Another major advance is the first lattice implementation of the Schwinger effect during axion inflation. This breakthrough opens a new direction for studying non-perturbative quantum processes in the early universe and provides a computational framework to quantify their influence on magnetogenesis and field evolution.
The project also develops a new theoretical framework for dark matter production, in which the axion field becomes trapped in a false vacuum during early-universe phase transitions.
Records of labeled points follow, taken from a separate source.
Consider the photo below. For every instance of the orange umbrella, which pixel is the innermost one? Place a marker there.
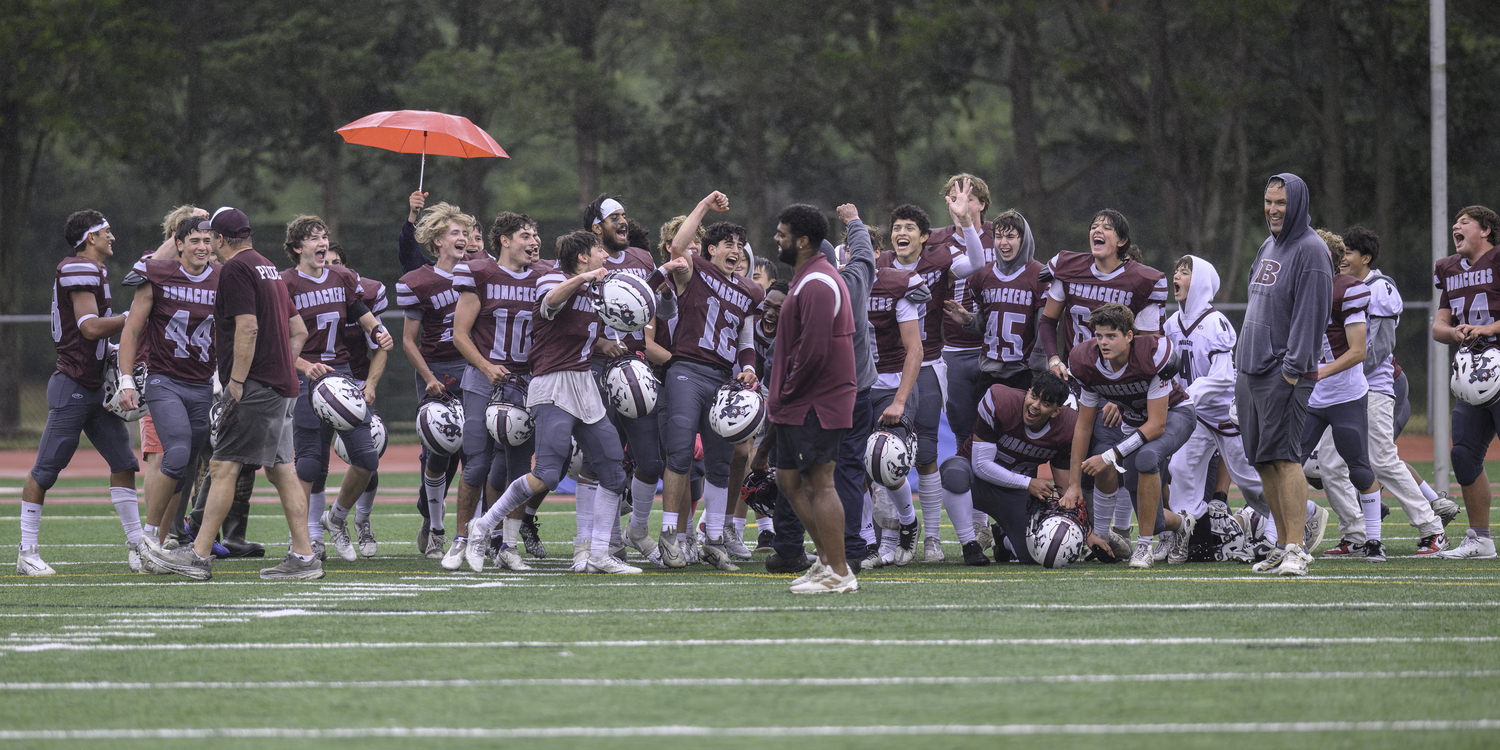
(419, 131)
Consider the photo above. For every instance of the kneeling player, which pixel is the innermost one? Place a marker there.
(995, 470)
(1139, 375)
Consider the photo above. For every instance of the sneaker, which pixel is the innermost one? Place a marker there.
(507, 558)
(983, 536)
(1473, 546)
(1431, 545)
(182, 561)
(435, 543)
(828, 582)
(29, 563)
(453, 558)
(714, 554)
(762, 542)
(1293, 561)
(1140, 560)
(365, 537)
(1314, 528)
(1445, 509)
(671, 551)
(932, 551)
(293, 569)
(1181, 540)
(1344, 549)
(531, 537)
(338, 530)
(609, 564)
(1271, 563)
(735, 543)
(974, 554)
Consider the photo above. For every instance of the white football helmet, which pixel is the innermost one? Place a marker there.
(440, 425)
(738, 411)
(888, 458)
(1476, 375)
(624, 302)
(632, 386)
(507, 422)
(111, 387)
(338, 401)
(377, 437)
(1055, 542)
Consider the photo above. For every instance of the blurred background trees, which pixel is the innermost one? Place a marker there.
(1173, 111)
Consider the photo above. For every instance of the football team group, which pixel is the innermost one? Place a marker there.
(1073, 398)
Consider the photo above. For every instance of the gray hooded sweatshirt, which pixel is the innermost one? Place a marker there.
(1290, 296)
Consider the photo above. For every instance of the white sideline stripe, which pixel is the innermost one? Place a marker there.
(762, 642)
(554, 732)
(735, 681)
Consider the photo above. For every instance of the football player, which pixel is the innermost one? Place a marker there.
(909, 234)
(1470, 291)
(327, 297)
(428, 297)
(1137, 374)
(83, 323)
(1110, 272)
(564, 402)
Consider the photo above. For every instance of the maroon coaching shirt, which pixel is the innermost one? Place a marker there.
(813, 363)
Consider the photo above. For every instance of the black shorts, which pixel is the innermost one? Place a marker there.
(1271, 416)
(800, 446)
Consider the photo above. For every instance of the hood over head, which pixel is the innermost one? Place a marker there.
(1298, 221)
(1202, 291)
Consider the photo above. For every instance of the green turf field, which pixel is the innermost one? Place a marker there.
(393, 651)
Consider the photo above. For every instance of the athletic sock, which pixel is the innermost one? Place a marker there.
(716, 506)
(1370, 504)
(642, 497)
(960, 504)
(929, 489)
(317, 503)
(30, 522)
(437, 495)
(128, 510)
This mechanism links particle physics to cosmological observations and can be tested through both laboratory experiments and astrophysical data. In parallel, new analytical techniques for computing non-Gaussianities and methods for identifying inflationary trajectories without solving the full system of equations have been developed, providing versatile tools for a broad range of future studies in inflationary cosmology.
From an observational perspective, the results yield precision predictions for primordial magnetic fields and gravitational waves, offering theoretical templates for forthcoming experiments such as LiteBIRD, the Laser Interferometer Space Antenna (LISA), the Simons Observatory (SO), the Fermi Gamma-ray Space Telescope, the Cherenkov Telescope Array (CTA), and the Square Kilometre Array (SKA).
Collectively, these advances position the project at the forefront of theoretical and observational cosmology, providing a foundation for future exploration of early-universe physics.